Here is a link to the Atlas Rboard specs:

http://www.atlasroofing.com/continuous-wall-insulation/rboard

This material is commonly available here in Arkansas at most lumber yards (I've never seen it at a Home Depot or Lowes).  And the cost is about the same or sometimes slightly less than XPS blue/pink board at R5/inch.

Regarding windows, were you planning on wood, vinyl, fiberglass, or what type of frames?

Being in a hot climate, I would suggest you consider fiberglass frame windows over vinyl frames due to the lower thermal expansion rates of fiberglass as compared to vinyl.

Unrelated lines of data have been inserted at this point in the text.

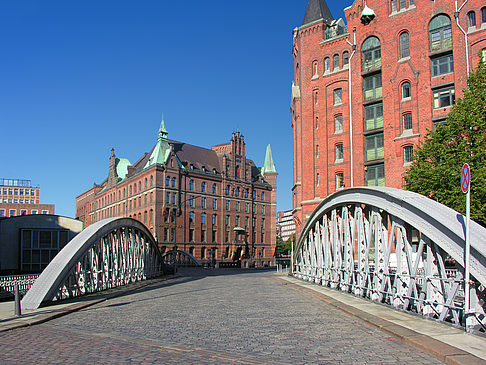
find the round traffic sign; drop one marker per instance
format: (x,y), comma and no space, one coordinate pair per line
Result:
(465,178)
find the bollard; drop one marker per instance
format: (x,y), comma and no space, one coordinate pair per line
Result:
(18,311)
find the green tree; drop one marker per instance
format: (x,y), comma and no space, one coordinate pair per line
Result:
(438,160)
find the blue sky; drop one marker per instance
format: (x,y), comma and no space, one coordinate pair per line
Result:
(80,77)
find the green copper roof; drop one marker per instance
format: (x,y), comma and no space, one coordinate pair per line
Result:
(268,166)
(122,167)
(161,151)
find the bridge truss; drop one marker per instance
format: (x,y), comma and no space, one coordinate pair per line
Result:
(397,248)
(110,253)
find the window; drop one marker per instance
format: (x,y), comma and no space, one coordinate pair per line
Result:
(440,33)
(406,91)
(471,19)
(373,116)
(407,122)
(314,70)
(339,153)
(327,64)
(407,155)
(375,175)
(338,96)
(371,54)
(375,147)
(338,124)
(442,65)
(345,58)
(372,87)
(404,45)
(339,180)
(335,62)
(443,97)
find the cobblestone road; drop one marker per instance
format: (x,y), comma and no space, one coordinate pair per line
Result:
(235,318)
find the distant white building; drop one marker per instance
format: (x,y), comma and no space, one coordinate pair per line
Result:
(285,225)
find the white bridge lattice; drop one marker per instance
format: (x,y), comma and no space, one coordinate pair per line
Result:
(110,253)
(394,247)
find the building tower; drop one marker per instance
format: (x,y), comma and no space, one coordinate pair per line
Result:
(365,93)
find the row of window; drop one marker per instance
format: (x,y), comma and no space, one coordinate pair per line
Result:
(13,212)
(18,201)
(471,17)
(15,192)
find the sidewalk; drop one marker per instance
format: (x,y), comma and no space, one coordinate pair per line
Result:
(9,321)
(449,344)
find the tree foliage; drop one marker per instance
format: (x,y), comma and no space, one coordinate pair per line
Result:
(438,160)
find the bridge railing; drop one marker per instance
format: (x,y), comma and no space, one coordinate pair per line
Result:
(397,248)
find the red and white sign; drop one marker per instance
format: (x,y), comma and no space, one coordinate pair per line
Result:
(465,178)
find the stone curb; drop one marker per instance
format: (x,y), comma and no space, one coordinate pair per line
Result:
(442,351)
(44,317)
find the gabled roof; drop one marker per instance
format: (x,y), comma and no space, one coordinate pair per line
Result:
(317,9)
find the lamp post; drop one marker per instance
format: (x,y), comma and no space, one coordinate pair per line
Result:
(175,226)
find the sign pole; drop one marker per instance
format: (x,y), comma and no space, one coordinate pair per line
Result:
(466,188)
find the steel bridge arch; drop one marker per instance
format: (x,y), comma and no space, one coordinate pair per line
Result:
(359,240)
(109,253)
(183,258)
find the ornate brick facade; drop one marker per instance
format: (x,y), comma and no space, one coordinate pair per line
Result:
(366,94)
(220,206)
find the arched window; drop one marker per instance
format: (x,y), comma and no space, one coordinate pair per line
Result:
(327,64)
(406,90)
(471,19)
(371,54)
(314,69)
(345,58)
(440,33)
(335,62)
(404,45)
(203,218)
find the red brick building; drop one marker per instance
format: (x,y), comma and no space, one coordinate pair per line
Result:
(20,197)
(216,202)
(365,94)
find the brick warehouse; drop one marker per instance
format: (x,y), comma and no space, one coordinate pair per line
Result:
(365,94)
(220,206)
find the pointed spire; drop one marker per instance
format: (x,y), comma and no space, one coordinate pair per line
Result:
(269,166)
(162,131)
(317,9)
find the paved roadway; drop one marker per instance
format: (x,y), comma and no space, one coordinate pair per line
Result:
(208,317)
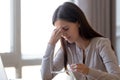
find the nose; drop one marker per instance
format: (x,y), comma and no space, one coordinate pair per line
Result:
(64,34)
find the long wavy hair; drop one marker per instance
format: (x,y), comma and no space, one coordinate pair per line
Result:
(71,12)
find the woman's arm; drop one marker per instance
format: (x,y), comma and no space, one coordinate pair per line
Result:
(110,61)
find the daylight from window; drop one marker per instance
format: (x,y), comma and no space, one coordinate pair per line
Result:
(5,26)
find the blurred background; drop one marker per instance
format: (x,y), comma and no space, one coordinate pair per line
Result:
(26,25)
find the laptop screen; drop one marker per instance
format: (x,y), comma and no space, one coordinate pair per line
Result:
(3,75)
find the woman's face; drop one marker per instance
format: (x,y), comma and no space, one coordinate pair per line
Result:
(70,30)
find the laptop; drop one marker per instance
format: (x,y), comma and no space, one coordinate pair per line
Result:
(3,75)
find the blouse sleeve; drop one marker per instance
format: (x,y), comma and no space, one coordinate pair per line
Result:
(47,62)
(110,61)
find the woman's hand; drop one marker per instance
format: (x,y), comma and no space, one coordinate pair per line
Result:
(82,68)
(56,35)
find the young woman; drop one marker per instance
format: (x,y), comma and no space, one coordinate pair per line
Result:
(89,54)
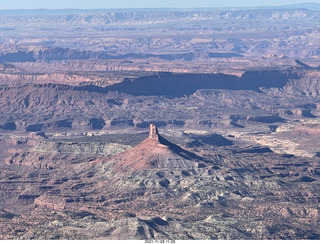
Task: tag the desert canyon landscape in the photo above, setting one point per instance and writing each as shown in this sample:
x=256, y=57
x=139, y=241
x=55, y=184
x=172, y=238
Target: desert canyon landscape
x=167, y=124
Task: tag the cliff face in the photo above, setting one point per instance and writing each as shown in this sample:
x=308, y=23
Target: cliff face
x=155, y=152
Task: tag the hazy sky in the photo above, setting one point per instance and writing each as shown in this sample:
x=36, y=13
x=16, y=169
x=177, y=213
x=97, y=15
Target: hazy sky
x=87, y=4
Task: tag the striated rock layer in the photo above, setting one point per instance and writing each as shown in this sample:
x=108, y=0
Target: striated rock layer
x=156, y=152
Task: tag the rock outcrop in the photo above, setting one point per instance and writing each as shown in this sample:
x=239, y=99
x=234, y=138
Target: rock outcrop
x=156, y=152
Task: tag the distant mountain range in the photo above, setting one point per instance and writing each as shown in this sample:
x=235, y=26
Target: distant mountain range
x=25, y=12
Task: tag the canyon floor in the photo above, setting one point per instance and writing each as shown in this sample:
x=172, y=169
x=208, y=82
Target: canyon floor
x=178, y=125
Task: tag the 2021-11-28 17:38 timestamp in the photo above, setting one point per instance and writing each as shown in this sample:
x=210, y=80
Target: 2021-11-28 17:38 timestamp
x=160, y=241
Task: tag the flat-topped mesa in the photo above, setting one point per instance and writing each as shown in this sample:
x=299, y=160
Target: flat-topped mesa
x=153, y=132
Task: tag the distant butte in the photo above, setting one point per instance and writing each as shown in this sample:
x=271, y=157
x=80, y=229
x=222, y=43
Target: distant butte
x=156, y=152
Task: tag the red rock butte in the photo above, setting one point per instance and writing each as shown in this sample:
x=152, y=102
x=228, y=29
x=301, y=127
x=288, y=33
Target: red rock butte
x=155, y=152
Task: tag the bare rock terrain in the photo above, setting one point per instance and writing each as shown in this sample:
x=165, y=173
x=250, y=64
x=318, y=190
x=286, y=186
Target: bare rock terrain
x=131, y=124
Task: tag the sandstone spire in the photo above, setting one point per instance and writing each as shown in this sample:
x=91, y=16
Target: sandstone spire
x=153, y=132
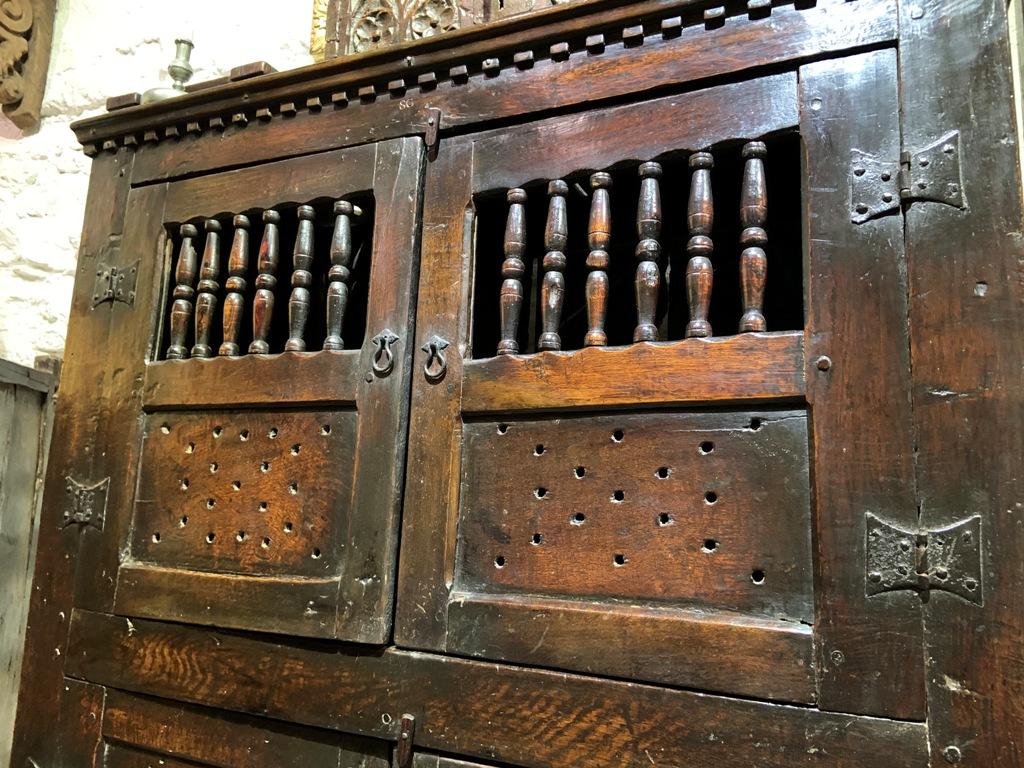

I recently installed Marvin Integrity All-Ultrex fiberglass framed windows in my ICF home. The cost was only marginally higher than builder spec vinyl windows at the lumberyard. The ones I installed have a folding vinyl nailing flange (keeps the nailing flange from getting broken off during handling and installation). We nailed the flanges directly through the exterior foam into the wood backup. The standard frames have a 1" protrusion past the nailing flange. In my case, I will be installing brick with a 1" air gap, so this works out fine. In your case with stucco, I would assume that a traditional 3 coat stucco would extend out from the wall ~1" when completed, so this should work well also. With the Integrity Ultrex windows, you can also order decorative trim that snaps into grooves in the window frame faces if you want a wider frame/trim appearance on the outside.